Era um vento quinhentista zunindo forte e perpassava os séculos para vir bater
no meu buço vaginal.
Quando consegui parar de gritar, lembro apenas que o
mestre Calixto se esforçava pra me segurar. Eu o empurrei com uma força que
desconhecia em mim, fazendo com que ele batesse a cabeça na lousa e desmaiasse.

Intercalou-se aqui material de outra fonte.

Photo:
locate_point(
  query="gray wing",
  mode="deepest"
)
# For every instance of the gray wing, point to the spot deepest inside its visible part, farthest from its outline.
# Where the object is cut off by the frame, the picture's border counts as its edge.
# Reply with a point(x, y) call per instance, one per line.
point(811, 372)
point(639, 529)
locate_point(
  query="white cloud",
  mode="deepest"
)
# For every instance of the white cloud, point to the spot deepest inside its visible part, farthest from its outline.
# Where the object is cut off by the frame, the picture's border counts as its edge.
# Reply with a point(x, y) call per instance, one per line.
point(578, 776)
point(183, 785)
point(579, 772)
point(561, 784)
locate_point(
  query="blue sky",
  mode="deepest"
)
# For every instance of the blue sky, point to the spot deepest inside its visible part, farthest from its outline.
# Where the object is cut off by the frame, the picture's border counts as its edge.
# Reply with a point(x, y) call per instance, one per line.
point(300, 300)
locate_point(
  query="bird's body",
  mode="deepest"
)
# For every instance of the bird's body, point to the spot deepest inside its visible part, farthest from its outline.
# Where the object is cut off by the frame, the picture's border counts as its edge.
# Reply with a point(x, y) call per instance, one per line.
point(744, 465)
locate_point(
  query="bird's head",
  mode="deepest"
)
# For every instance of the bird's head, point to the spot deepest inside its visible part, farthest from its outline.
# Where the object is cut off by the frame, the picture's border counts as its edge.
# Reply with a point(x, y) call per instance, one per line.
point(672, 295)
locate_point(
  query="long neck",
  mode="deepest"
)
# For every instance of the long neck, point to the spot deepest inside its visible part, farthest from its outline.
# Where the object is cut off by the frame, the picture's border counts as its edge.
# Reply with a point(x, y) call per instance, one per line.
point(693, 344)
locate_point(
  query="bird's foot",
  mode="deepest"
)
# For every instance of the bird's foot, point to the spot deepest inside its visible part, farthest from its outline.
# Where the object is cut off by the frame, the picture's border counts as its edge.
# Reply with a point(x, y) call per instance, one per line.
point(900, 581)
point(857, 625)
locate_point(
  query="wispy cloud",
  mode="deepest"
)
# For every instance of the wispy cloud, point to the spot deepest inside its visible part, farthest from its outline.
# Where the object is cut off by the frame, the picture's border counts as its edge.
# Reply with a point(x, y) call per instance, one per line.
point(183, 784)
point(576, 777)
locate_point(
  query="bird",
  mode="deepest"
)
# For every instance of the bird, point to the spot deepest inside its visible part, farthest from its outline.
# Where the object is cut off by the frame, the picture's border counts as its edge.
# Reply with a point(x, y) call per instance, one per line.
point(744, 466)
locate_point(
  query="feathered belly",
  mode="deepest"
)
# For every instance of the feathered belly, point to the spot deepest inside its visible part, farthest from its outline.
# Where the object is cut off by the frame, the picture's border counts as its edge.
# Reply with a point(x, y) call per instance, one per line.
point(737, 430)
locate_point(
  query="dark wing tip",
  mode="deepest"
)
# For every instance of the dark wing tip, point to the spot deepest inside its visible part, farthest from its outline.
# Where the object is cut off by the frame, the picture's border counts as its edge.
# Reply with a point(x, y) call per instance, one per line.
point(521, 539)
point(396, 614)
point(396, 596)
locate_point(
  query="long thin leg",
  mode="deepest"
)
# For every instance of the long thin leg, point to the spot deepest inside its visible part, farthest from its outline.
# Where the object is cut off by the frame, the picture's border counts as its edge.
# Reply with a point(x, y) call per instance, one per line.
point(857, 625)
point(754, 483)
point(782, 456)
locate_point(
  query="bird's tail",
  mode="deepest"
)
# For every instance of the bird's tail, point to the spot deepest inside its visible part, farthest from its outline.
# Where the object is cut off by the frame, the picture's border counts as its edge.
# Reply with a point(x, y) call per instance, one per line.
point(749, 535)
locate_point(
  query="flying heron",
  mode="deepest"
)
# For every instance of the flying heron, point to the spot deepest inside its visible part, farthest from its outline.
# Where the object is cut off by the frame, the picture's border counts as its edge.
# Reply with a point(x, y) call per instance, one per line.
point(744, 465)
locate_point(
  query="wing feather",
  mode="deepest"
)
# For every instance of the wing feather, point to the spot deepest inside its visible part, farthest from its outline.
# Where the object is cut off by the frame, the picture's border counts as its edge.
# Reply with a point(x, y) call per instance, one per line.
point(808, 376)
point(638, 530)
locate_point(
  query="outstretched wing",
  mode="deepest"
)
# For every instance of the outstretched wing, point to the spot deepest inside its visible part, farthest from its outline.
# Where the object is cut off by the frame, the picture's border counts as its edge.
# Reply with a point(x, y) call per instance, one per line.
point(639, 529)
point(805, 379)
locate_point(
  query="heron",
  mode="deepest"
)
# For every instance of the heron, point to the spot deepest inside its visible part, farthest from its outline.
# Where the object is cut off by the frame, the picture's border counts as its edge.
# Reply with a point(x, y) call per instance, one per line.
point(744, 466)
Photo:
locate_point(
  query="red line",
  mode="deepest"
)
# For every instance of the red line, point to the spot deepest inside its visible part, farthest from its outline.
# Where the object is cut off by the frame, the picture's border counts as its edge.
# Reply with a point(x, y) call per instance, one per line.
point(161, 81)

Só aí então pude perceber que eu tinha passado por uma espécie de devaneio
absurdo. E, ao voltar à realidade, o que vi foi assustador: não era só eu que
tinha passado por aquele delírio. Todos os meus colegas também estavam de pé,
nus e exclamando palavras incompreensíveis. O mestre Calixto, desacordado ao
redor da lousa, era arrastado pelas pernas e devorado antropofagicamente; os
seus olhos foram arrancados e disputados como alimento; as orelhas, uma era
raivosamente triturada por alguém, a outra, fora arremessada longe pra por fim
à disputa; e o seu nariz, pobre mestre, fora esmagado pelos dentes dos
indivíduos civilizados, transformados de repente em canibais. Pude
ouvir aí, sem exageros, o tilintar da cartilagem em atrito com os dentes dos
ferozes. Após a cabeça desaparecer devido àquela horrenda e furiosa deglutição,
abriram a barriga do mestre com um estilete e suas vísceras passaram a ser
sugadas terrivelmente. O que sobrou do corpo – apenas um amontoado de pele –
guardava marcas de mordidas, arranhões e hematomas. Finalmente, ao ficar reduzido numa coisa
semelhante a uma massa pastosa esquisita, Calixto foi colocado em cima da
escrivaninha e rodeado por todos como num ritual autóctone. Tudo foi tão rápido
como a velocidade de um relâmpago. Ao término, ninguém sabia o que tinha se
passado. Todos ensanguentados choravam horrorizados o desaparecimento do mestre
Calixto.
Ao contar essa história pra Rosalina, temo que ela pense
esse fato como uma mera invenção da minha memória caduca. Mas, como minha mãe
dizia, “a verdade existe antes de ser duvidada”. Então, se Rosalina quiser
acreditar nesse horrendo fato, que acredite! Se não quiser, ficarei contente
com que ela encare tudo como uma maravilhosa fábula.